Es ist schon bemerkenswert: Bei WrestleMania 34 wird Roman Reigns sein viertes Main Event auf der größten Sports Entertainment Bühne der Welt bestreiten und immer noch wird er von den Zuschauern zumeist gnadenlos ausgebuht. Die meisten Fans, auch in den Arenen, sind mittlerweile „smart“, wissen also über die Hintergründe und Backstage-Entscheidungen bestens Bescheid. Somit wissen sie auch, dass Reigns bereits vor Jahren zum „Auserwählten“ erkoren wurde: Er wird nach John Cena der neue Top-Star der WWE, der neue Poster-Boy und Held der Massen. Die Fans haben das Spielchen aber schnellsten durchschaut.
Roman Reigns bereits einer der erfolgreichsten WWE-Superstars aller Zeiten
Nach einem vielversprechenden Start im „Shield“-Stable wurde Roman Reigns, der rein äußerlich betrachtet alles mitbringt, was ein neues Aushängeschild der WWE mitbringen muss, konsequent heruntergewirtschaftet. Dabei rede ich nicht von den Erfolgen – der „Big Dog“ hat bereits alles erreicht, was man so erreichen kann. Er ist dreifacher WWE World Champion, der neunte „Grand Slam Champion“ in der Geschichte der Company (auch Randy Orton stieg jüngst in diese Liga auf), „Triple Crown Champion“, Royal Rumble Sieger – ja, er durfte sogar den Undertaker letztes Jahr auf seiner eigenen Spielwiese auf dominante Art und Weise besiegen.

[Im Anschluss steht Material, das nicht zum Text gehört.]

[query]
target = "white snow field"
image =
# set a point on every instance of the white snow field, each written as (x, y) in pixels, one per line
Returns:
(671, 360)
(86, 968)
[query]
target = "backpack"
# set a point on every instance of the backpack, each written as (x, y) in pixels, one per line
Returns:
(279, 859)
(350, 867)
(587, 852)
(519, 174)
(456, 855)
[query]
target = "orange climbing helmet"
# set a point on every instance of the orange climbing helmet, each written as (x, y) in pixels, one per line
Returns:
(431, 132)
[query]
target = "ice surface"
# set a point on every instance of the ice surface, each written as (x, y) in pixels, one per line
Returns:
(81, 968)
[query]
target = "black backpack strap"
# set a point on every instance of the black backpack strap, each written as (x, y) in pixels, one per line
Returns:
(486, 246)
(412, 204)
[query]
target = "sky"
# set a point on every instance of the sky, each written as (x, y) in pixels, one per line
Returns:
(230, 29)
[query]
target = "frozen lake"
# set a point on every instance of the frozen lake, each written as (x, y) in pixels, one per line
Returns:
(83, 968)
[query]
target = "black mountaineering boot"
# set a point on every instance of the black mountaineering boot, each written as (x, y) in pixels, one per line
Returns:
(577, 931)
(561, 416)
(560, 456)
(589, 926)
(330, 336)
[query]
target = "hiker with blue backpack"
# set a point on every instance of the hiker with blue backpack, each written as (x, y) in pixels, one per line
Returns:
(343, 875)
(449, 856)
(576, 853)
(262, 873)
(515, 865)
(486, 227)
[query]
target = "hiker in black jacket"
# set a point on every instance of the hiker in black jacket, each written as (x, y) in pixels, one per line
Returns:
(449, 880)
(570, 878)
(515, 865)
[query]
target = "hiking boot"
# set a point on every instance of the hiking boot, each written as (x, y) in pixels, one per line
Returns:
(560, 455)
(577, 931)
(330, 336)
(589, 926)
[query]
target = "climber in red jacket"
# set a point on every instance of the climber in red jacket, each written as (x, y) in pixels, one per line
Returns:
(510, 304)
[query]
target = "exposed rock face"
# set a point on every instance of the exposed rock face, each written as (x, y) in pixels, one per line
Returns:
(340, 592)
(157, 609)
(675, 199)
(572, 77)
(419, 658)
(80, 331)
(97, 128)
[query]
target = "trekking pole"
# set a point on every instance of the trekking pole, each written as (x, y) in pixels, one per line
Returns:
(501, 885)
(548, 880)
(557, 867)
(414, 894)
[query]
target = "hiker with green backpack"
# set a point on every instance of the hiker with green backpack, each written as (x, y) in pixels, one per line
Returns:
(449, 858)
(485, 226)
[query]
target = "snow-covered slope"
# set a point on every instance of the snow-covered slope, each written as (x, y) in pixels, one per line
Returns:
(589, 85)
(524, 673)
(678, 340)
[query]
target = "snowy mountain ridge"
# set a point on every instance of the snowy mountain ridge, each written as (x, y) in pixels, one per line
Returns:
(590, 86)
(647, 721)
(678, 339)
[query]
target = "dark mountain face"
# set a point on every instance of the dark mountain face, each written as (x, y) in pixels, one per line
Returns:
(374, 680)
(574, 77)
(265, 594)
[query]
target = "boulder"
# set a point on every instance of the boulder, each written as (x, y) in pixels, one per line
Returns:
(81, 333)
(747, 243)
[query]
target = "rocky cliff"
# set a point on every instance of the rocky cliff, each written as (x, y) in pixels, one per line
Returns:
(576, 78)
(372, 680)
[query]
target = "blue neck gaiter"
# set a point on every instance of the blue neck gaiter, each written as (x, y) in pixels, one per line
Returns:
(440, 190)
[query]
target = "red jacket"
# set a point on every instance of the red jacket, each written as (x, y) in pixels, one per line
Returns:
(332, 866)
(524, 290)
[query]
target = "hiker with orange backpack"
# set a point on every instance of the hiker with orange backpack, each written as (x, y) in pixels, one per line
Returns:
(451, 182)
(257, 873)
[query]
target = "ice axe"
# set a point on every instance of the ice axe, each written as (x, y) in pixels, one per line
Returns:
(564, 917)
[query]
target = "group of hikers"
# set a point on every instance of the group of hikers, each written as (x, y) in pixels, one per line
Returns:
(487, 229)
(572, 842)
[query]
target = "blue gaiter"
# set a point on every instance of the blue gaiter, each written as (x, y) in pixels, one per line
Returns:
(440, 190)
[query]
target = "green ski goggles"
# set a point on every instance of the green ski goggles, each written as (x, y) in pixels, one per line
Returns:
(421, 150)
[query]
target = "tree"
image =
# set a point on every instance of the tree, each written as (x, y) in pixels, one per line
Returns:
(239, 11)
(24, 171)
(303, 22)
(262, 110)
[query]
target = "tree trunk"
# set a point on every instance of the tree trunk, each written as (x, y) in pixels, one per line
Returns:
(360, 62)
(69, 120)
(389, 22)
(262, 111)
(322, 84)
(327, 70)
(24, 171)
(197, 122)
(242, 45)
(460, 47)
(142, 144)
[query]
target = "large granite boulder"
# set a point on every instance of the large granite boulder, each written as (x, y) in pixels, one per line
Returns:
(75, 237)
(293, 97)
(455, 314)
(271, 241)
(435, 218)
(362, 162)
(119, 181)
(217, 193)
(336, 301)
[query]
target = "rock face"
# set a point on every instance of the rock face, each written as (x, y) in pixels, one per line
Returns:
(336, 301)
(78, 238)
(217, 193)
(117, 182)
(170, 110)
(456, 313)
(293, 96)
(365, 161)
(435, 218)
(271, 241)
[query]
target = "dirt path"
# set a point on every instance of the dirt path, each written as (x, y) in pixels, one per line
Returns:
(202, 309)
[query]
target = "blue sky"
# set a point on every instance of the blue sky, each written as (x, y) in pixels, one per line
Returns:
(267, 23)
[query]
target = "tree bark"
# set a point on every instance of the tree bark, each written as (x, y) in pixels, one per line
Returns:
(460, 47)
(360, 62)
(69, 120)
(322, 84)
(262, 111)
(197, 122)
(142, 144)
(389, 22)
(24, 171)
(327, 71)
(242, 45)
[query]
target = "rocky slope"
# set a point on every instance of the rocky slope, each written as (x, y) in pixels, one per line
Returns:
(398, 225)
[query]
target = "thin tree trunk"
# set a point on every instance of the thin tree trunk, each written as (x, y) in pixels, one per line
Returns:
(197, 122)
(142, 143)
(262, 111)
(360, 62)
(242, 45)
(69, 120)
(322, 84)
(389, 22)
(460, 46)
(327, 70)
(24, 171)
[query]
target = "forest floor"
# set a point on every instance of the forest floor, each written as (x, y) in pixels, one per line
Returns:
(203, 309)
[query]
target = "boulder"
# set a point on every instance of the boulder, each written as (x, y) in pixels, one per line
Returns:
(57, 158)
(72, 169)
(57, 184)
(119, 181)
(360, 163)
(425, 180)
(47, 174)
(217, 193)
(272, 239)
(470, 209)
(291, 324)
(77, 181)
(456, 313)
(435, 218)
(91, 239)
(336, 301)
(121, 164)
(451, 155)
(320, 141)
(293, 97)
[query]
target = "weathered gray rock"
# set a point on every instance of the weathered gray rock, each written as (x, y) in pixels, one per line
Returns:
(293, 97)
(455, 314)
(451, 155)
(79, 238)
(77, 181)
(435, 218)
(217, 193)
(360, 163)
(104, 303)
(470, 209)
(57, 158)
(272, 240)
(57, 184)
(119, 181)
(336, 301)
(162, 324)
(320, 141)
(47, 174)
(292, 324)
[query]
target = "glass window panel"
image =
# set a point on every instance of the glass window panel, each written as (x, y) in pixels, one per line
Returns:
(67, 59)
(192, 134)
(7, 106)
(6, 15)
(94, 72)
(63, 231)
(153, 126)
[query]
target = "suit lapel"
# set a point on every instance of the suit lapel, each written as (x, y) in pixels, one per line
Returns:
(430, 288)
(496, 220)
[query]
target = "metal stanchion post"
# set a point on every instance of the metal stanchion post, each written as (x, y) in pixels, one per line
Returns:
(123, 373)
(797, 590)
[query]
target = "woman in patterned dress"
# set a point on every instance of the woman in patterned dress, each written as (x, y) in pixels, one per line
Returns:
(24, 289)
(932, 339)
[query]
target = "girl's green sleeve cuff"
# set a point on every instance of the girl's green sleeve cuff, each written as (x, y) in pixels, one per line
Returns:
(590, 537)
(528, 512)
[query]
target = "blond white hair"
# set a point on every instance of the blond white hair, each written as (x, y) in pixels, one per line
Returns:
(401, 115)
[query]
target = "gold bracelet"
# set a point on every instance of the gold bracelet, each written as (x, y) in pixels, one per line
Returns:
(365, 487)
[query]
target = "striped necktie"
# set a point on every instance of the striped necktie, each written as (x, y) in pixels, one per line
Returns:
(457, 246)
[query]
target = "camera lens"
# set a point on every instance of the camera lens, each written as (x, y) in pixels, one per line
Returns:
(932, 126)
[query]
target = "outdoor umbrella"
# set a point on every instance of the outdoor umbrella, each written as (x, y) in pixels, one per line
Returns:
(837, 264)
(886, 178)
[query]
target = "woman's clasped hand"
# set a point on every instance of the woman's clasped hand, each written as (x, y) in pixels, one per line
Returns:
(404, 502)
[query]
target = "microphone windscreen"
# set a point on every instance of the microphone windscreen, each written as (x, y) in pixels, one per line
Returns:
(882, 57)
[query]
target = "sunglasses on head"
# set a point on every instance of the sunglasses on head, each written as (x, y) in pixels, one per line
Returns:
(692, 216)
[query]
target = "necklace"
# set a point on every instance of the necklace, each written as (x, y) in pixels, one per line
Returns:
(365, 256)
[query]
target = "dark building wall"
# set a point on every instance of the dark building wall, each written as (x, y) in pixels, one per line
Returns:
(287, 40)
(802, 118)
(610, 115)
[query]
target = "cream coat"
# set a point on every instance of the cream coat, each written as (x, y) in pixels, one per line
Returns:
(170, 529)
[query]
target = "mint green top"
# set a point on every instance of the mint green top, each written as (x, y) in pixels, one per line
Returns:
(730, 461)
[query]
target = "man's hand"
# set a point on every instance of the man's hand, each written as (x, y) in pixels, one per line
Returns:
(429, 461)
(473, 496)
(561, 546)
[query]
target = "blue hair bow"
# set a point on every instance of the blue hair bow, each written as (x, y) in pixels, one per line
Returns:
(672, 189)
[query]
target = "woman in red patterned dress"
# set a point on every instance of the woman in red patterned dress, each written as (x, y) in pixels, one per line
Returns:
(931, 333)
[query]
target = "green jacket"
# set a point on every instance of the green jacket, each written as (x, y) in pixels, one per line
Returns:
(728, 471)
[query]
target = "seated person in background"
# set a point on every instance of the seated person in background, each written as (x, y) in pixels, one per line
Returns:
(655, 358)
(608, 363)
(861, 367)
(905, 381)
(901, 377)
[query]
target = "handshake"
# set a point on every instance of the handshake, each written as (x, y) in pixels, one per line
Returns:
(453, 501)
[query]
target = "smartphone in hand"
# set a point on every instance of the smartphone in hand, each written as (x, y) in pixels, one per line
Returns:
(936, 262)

Und immer wieder hat die WWE versucht, ihn zwischen diesen Erfolgen durch mal mehr, mal weniger geschickte Booking-Kniffe bei den Fans beliebt zu machen. Alle sind gescheitert. Kurz vor WrestleMania 34 erfolgt der nächste Versuch in der Fehde gegen WWE Universal Champion Brock Lesnar.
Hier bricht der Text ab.